Sadly, the original Jordan's on Central and Virginia has closed because of construction of the light rail line going down Central Ave. But there's still the one on Bethany Home Rd and 7th St.

So, here I am in Utah. Lovely people, but like I've said before, sometimes a little deprived. Luckily, being in the restaurant business, I have access to people who know first hand what Mexican food should be like.

The other day, one of my cooks brought in some stuff to make himself some lunch. He took threemedium sized tomatoes, half a white onion, and a couple cloves of garlic. He boiled all of this in about a pint of water.
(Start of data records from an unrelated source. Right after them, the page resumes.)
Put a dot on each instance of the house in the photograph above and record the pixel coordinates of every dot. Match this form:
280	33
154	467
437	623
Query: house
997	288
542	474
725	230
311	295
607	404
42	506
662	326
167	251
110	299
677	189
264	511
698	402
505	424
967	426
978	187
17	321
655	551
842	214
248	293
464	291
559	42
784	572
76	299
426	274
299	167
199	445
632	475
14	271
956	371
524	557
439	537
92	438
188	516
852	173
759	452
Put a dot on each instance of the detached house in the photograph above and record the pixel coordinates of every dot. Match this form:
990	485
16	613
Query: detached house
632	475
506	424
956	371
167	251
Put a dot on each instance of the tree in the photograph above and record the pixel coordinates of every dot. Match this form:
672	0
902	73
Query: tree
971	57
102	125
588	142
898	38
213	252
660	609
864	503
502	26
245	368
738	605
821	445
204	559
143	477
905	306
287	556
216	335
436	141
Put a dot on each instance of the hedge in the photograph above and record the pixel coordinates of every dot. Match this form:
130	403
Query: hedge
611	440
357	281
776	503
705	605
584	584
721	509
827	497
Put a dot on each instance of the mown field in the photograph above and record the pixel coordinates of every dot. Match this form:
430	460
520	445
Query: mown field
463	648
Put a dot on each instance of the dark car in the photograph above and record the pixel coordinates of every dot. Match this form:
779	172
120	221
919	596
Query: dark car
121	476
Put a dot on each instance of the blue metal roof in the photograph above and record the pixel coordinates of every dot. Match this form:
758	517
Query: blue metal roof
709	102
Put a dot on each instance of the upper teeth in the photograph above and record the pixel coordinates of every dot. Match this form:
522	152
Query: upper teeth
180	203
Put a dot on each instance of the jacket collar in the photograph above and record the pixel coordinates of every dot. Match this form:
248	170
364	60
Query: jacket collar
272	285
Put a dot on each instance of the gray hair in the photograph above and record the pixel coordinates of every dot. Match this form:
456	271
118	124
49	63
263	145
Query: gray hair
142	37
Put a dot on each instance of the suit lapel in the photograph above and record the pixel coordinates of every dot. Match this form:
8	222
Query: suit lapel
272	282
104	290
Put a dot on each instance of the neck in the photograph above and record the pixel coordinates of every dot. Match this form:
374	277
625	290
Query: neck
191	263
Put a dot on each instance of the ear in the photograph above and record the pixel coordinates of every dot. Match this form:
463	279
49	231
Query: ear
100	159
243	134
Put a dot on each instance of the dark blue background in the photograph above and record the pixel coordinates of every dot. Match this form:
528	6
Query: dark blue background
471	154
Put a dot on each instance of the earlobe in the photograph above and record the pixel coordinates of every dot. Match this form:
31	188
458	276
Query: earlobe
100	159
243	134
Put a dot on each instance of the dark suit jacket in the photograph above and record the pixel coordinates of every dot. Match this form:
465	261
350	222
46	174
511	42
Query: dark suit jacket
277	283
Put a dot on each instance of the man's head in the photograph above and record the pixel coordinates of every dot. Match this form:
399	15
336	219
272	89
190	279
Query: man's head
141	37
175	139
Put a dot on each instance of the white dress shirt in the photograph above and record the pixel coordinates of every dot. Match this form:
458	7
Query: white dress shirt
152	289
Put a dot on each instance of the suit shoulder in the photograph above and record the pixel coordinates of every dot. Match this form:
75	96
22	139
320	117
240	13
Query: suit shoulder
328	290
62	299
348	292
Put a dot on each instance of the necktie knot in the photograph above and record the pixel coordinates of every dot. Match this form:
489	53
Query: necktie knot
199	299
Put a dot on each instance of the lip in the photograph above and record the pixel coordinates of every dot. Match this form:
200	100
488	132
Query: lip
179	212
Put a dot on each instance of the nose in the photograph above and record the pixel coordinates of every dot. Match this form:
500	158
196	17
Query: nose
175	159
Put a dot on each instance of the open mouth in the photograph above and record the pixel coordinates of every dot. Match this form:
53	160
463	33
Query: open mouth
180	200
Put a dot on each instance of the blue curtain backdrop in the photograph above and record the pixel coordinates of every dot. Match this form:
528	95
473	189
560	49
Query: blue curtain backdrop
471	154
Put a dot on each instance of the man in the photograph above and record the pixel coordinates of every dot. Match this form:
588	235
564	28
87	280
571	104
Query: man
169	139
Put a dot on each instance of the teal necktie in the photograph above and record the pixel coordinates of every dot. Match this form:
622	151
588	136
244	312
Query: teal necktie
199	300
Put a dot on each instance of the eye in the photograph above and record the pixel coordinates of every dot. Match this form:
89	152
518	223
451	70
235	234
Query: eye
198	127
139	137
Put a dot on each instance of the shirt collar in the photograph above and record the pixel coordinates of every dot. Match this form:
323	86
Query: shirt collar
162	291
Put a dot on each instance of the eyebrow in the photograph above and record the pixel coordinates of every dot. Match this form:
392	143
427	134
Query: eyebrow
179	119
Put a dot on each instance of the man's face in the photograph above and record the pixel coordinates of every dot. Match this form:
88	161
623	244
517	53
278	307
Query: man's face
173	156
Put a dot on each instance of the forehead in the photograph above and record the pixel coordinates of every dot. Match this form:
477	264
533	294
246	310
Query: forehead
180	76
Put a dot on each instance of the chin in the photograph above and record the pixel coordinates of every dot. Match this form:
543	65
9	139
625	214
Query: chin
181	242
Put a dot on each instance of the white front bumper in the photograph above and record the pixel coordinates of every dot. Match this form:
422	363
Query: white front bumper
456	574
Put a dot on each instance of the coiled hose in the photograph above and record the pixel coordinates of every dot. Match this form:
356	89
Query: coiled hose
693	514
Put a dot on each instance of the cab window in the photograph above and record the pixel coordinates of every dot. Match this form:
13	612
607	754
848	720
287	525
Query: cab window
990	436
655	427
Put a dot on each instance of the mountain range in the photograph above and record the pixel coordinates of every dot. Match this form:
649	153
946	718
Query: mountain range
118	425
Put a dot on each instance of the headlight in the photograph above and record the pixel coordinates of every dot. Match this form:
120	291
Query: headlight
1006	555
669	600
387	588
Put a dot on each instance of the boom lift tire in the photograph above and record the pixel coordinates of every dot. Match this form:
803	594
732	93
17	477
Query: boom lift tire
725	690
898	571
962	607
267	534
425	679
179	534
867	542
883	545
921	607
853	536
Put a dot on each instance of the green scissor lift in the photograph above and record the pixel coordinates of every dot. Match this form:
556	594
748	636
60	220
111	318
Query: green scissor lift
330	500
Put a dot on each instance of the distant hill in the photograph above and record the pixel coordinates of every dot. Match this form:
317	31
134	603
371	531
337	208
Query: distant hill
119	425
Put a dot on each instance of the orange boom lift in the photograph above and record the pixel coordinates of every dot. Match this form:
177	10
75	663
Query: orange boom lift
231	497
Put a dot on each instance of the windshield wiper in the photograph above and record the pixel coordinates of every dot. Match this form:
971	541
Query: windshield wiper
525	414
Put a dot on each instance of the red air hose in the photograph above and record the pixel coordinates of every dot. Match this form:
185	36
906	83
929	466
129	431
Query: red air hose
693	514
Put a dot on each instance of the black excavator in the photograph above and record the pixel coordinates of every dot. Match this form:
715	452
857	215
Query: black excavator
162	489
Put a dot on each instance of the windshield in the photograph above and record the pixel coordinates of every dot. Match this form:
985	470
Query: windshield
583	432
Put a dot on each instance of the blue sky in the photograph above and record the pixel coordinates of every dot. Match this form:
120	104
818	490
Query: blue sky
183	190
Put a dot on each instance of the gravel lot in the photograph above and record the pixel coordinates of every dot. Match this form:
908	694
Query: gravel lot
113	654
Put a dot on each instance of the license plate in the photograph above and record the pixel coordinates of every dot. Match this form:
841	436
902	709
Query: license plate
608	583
He then took about a dozen dried red japones chilies (about the size of serranos but milder) and sauteed them in a little olive oil until they started to sweat and get darker. He then toasted some pine nuts and almonds, about 1/4 cup each and a couple tablespoons of sesame seeds. He then drained the tomatoes, onion and garlic and pureed everything together, using a little of the boiling liquid to thin it out a little.

All I could say was,"wow". It was incredible! It was great as a dip or as a mole-type sauce. It would probably be great with huevos ranchero.

I'm going to make it again and try and take pictures so you can see. Also, I'm working on getting videos as well. Next time - St. Patty's Day!

1 comment:

Karen and Lew said...

You poooor thing! Mexican food in Utah is so horrible! (sarcasm) Seriously, you should try Mexican food in Massachusetts! That really is horrible.